En 2006, un juez federal argentino emitió una orden de detención contra Velayati en relación con el atentado de la AMIA. Cuando Velayati visitó Moscú en 2018 para mantener conversaciones con dirigentes, incluido el presidente ruso Vladimir Putin, el gobierno argentino imploró a los rusos -en vano, por supuesto- que lo detuvieran y extraditaran para juzgarlo en Buenos Aires. Al igual que en el caso de Rezaei en Managua, la excursión de Velayati a Moscú y su posterior regreso sin obstáculos a Teherán fue una nueva demostración de la convicción del régimen iraní de que nunca tendrá que rendir cuentas por la matanza de la AMIA.
Sin embargo, mientras los fugitivos de la AMIA sigan vivos, deben ser perseguidos activamente por las fuerzas del orden y los organismos de inteligencia. Los funcionarios de esos países que reciben como invitados de honor a Rezaei, Vahidi, Velayati y otros iraníes con probados vínculos con el terrorismo deberían ser objeto de sanciones diplomáticas y económicas, al igual que las empresas nicaragüenses y cubanas que recibirán asistencia iraní como parte de la misión de “desarrollo económico” de Rezaei.
La aparición de Rezaei en Nicaragua es también una ocasión para expresar de nuevo la preocupación por la alianza entre Irán y la extrema izquierda en América Latina. Como simboliza el “bromance” de hace más de una década entre el ex presidente iraní Mahmoud Ahmadinejad y el difunto caudillo venezolano Hugo Chávez, la relación está anclada en la ideología antiamericana y antisemita, pero tiene consecuencias en el mundo real. Entre ellas, la presencia de células terroristas de Hezbolá en América Latina y la colaboración entre Irán, Venezuela y Cuba para intentar eludir las sanciones occidentales.

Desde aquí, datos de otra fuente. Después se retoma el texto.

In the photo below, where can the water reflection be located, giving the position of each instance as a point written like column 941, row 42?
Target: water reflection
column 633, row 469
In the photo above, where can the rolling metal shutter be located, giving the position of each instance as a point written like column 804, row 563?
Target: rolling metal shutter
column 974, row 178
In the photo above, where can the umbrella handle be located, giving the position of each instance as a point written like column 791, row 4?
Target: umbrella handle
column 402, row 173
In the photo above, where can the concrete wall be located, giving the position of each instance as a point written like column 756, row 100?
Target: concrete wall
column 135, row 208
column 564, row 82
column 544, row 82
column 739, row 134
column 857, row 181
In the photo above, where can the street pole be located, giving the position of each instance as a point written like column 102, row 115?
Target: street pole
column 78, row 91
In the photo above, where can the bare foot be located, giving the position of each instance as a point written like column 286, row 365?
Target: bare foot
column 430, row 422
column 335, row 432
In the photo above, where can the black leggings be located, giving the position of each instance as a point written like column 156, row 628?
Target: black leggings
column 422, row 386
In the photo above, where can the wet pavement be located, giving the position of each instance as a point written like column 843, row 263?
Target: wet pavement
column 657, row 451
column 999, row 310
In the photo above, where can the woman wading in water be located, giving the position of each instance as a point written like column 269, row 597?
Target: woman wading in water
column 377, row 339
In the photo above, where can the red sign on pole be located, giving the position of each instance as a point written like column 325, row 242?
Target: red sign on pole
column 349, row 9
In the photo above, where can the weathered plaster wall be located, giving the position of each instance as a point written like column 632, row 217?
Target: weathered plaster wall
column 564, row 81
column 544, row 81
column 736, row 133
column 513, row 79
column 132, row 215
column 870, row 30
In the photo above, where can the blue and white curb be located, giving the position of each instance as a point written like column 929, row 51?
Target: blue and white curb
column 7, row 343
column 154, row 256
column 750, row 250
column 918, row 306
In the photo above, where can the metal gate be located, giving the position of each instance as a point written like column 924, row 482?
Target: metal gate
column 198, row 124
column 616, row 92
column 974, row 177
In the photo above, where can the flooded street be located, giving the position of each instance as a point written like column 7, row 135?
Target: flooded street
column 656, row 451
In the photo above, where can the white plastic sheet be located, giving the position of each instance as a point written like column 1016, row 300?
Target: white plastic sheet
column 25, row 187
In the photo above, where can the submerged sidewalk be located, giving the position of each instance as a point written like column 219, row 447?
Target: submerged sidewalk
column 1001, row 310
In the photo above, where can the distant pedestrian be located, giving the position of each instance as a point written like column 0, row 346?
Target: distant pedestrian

Por encima de todo, la relación ilumina la naturaleza maligna de un bloque antidemocrático de naciones, todas las cuales se quejan a gritos de supuestas infracciones de su soberanía mientras promueven el terrorismo y la inestabilidad fuera de sus fronteras, y la represión sin tapujos dentro de ellas. Durante el año pasado, Irán, además de Venezuela, Cuba y Nicaragua, han sido lugares de protestas masivas de ciudadanos descontentos que fueron brutalmente aplastadas por las autoridades. Este ha sido el patrón desde hace varios años, y los líderes de estos países comprensiblemente sienten un grado de satisfacción por el hecho de que el cambio de régimen – ya sea por la intervención exterior, la revolución interna o alguna combinación de los mismos – ha permanecido esquivo.
Pero si Rezaei, Vahidi o cualquiera de los otros sospechosos fueran detenidos y extraditados la próxima vez que viajen al extranjero, eso sería al menos un recordatorio oportuno para los mulás de que no son intocables. Todo lo que se necesita es que una de las naciones en la ruta de vuelo de un avión del gobierno iraní lo obligue a aterrizar. ¿Quién se atreverá a hacerlo?